Dollar suffers steep selling today but it’s trying to regain some ground at mid-US session. Currently it’s trading as the second weakest currency, together with Canadian Dollar. Yen is the worst performing one as fresh selling is seen in US session even against Dollar. On the other hand, New Zealand Dollar was boosted by strongest quarterly GDP growth in two years and is the strongest one. Sterling was lifted by strong retail sales data even though there is no breakthrough in Brexit negotiation in the informal EU summit. Euro follows as the third strongest as German 10 year bund yield once breached 0.50%. But it’s now back at 0.47, thus limiting the strength of Euro.
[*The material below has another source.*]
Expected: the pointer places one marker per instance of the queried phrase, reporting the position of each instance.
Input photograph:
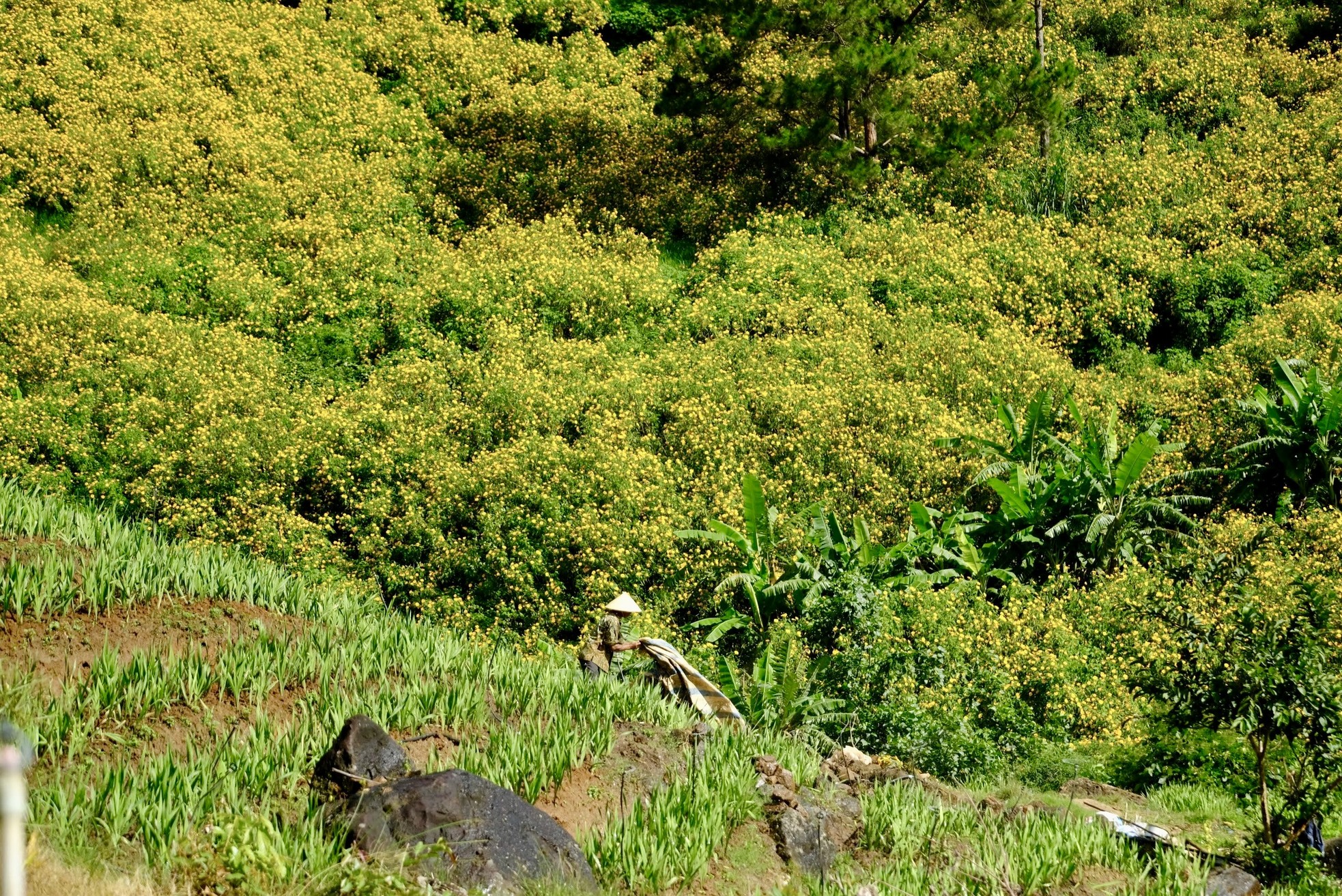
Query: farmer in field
(596, 655)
In other markets, DOW and S&P 500 make record highs today while NASDAQ lags behind. US treasury yield is having a notable pull back after this week’s strong rally. It remains to be seen if 10 year yield could eventually breaks 3.115 key resistance. Major European indices ended in black with FTSE up 0.49%, DAX up 0.88% and CAC even stronger and up 1.07%. Gold is back above 1200 but struggles to ride on Dollar selloff to push through 1214.30 resistance.
An important point to note is that Dollar is now at a rather critical juncture. EUR/USD is pressing 38.2% retracement of 1.2555 to 1.1300 at 1.1779. GBP/USD is also in proximity to 38.2% retracement of 1.4376 to 1.2661 at 1.3316. We’ve pointed out before that 1.1300 in EUR/USD and 1.2661 in GBP/USD are both medium term bottoms, considering bullish convergence condition in daily MACD. Subsequent rebounds are viewed as corrective in nature.
Ideally, we should see strong resistance from 1.1779 and 1.3316 fibonacci level to limit upside, at least on first attempts. This will firmly keep medium term outlook bearish. And then based on the structure of the subsequent fall, we could be able to the possible depth of the next down moves. However, firm break of these two fibonacci levels would open up the cases of trend reversals. Even though the chance of bullish reversal in the pair is still slim in that case, technical forecasts would become more difficult.